São Paulo is a state in the southeast of Brazil. It is the richest state in Brazil. It has the second highest per-capita income (lower than only the Federal District) and, with the states of Rio Grande do Sul and Santa Catarina, the highest standard of living in Brazil, despite the poverty in some peripheral parts of the largest cities.
São Paulo - The large, rich and cosmopolitan capital of São Paulo, with its large number of museums, theaters, restaurant, malls, offices and annual and international events. It's one of the best cities for business tourism in the world.
Campinas - A large industrial city, second largest city in the state.
Campos do Jordão - A lovely mountain city covered by lots of Brazilian Pines, with a nice climate, European architecture, cobblestone streets, and small shops. The city is famous for its yearly Winter Classical Music Festival
Eldorado Paulista - In the extreme south of the state, has the "Caverna do Diabo" (The Devil's Cave), on of the of the most beautiful caves in Brazil.
The state of São Paulo has an area of approximately 248,800 km² (95,700 mi²), and a population of about 40 million (21.5% of the population of Brazil), which makes it the most populous country subdivision in the Western Hemisphere. The climate of São Paulo is tropical to subtropical, altitude being the largest contributor to what variation there is. The capital, São Paulo, barely outside the tropics in the south of the state and about 800 meters (2,600 feet) above sea level, has daily minimum and maximum averaging about 19°C and 28°C (66°F and 82°F) respectively at the warmest time of year and about 12°C and 22°C (54°F and 72°F) respectively at the coolest time of year. Temperatures reach around 33°C (91°F) on the hottest days and fall as low as 5°C (41°F) on the coldest nights. In the low-lying northwest of the state, temperatures average around 4°C (7°F) higher.
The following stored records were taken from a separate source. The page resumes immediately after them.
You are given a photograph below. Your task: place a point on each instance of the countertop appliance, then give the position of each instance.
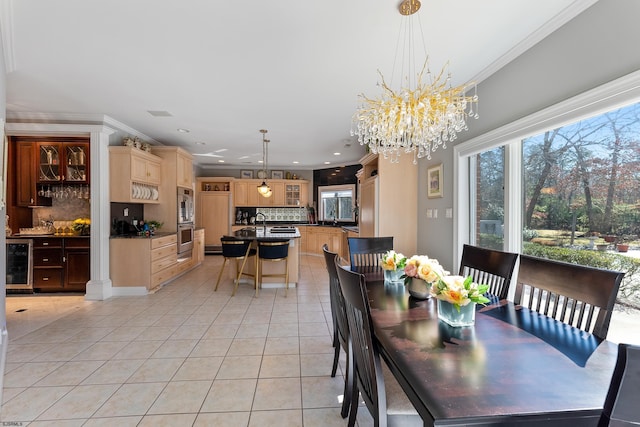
(19, 264)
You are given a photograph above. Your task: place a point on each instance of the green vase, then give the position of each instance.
(449, 314)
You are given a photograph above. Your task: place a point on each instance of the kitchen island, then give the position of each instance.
(274, 233)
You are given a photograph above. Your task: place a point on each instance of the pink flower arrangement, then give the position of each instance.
(425, 268)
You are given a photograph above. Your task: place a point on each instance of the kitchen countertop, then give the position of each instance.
(154, 236)
(254, 233)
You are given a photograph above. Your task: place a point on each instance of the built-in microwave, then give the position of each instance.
(185, 240)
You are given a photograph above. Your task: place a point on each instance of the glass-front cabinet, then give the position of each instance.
(63, 162)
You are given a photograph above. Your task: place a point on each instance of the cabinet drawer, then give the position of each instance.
(163, 252)
(47, 258)
(53, 242)
(47, 278)
(162, 263)
(163, 276)
(164, 241)
(77, 242)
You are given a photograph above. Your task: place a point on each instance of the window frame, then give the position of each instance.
(607, 97)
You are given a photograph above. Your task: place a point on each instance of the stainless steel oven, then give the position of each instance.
(185, 206)
(19, 264)
(185, 240)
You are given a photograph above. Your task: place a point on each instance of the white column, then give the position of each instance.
(100, 287)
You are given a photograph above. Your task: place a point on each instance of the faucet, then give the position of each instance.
(264, 222)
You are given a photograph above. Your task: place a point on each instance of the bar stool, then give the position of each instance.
(237, 249)
(274, 251)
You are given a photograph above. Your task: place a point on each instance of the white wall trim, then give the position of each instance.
(129, 291)
(607, 97)
(570, 12)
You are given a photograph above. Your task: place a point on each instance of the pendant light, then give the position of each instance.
(264, 189)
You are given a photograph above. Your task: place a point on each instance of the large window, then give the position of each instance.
(336, 203)
(563, 183)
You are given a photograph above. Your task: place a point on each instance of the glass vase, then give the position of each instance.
(449, 314)
(393, 276)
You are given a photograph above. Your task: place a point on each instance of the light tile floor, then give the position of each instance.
(184, 356)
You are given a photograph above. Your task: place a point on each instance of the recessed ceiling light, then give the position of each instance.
(159, 113)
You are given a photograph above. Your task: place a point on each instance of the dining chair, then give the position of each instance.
(488, 267)
(340, 327)
(236, 249)
(367, 251)
(383, 396)
(621, 404)
(272, 251)
(577, 295)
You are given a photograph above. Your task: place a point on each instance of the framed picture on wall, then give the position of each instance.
(434, 181)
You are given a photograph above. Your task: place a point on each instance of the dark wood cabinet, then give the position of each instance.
(62, 162)
(61, 264)
(77, 258)
(26, 182)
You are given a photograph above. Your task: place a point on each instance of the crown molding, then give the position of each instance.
(567, 14)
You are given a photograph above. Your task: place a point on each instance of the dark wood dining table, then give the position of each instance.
(513, 367)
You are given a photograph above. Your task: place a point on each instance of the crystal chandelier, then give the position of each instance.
(415, 120)
(264, 189)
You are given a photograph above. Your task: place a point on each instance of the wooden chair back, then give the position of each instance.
(367, 251)
(489, 267)
(577, 295)
(340, 326)
(621, 404)
(368, 371)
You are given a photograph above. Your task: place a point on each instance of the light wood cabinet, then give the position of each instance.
(134, 176)
(245, 193)
(147, 262)
(173, 164)
(184, 170)
(385, 190)
(285, 193)
(144, 170)
(214, 215)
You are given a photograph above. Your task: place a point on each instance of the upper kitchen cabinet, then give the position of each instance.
(177, 165)
(134, 175)
(177, 171)
(63, 162)
(284, 193)
(26, 178)
(296, 194)
(379, 181)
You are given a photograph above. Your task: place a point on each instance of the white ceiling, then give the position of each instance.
(224, 70)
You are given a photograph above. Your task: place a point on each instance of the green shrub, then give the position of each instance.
(630, 286)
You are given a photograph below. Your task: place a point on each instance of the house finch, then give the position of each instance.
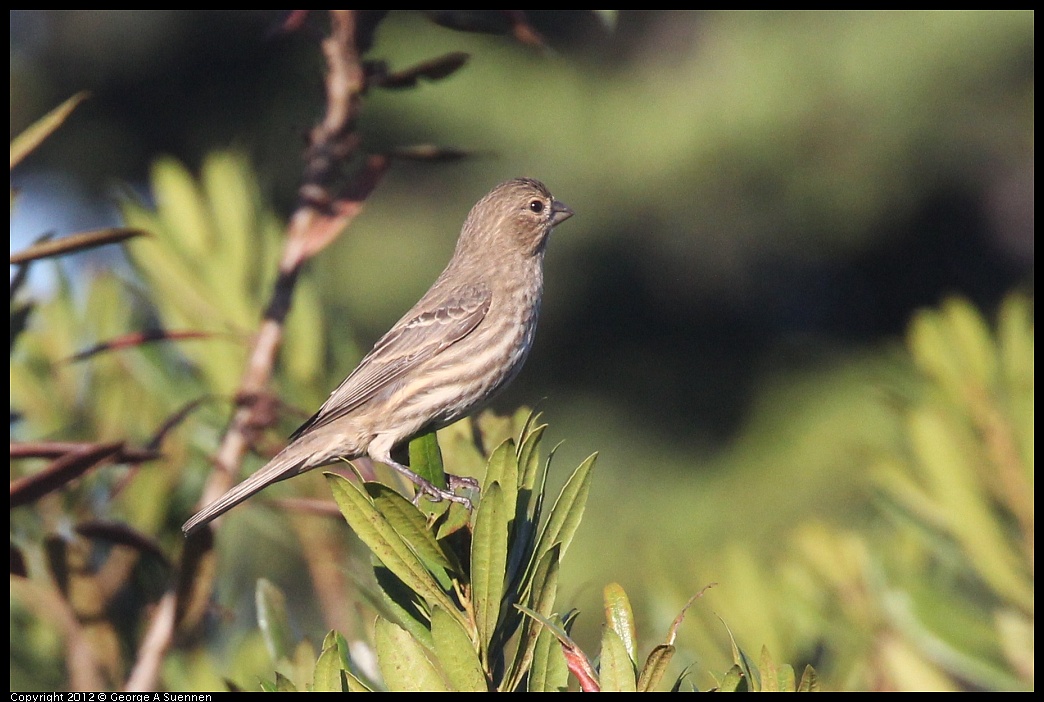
(447, 357)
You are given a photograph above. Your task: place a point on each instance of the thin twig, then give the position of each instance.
(326, 207)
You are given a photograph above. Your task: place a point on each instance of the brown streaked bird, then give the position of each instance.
(447, 357)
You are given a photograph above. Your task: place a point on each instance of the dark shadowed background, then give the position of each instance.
(763, 201)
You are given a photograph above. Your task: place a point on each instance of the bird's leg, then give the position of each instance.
(380, 450)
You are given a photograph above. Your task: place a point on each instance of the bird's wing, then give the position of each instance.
(412, 341)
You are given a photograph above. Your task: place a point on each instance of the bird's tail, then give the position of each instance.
(287, 463)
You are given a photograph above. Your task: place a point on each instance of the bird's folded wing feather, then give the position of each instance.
(411, 342)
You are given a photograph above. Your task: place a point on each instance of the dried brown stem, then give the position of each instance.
(326, 207)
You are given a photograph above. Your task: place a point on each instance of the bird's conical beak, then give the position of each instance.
(560, 212)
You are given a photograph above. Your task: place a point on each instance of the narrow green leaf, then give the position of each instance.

São Paulo state is responsible for approximately one-third of Brazilian GDP. Its economy is based on machinery, the automobile and aviation industries, services, financial companies, commerce, textiles, orange growing, sugar cane and coffee production.
Wealth is unequally distributed in the state, however. The richest municipalities are centered around Greater São Paulo (such as Campinas, Jundiai, Paulínia, Americana, Indaiatuba, São José dos Campos, Santos, etc.), as well as a few other more distant nucle, such as around São Carlos and Ribeirão Preto. Some regions, such as Registro and the Bananal region, in the border with Rio de Janeiro, are very poor.
São Paulo has the most diverse population of Brazil. Strong immigration in the late 19th century and early 20th century brought people from all over the world to the state. The main ethnic group in São Paulo are the Italians. There are about 15 million people of Italian descent living in the state, and it is one of the largest concentration of Italians outside Italy.
São Paulo always had a large Portuguese population, since the 16th century, though most Portuguese arrived in the state in the early 20th century. The Spanish population is also large, with some 7 million people of Spanish descent in the state. The Arab population, mainly Christians of Lebanese or Syrian descent are 5 million, and people of German descent are about 3 million.T he population of Afro-Brazilian descent in São Paulo grew in the last decades, due to strong migration of people from northeastern Brazil, which used to concentrated most of them. The people of Asian descent make up 10% of the population, most of them of Japanese descent. São Paulo has the largest Japanese population outside of Japan. Other Asian groups include Chinese and Koreans.
São Paulo is the state with the largest system of transportation in Latin America, comprising roads, railways, fluvial lanes, airports, river and sea ports. The city of São Paulo also boasts of a metro and a suburban railway system.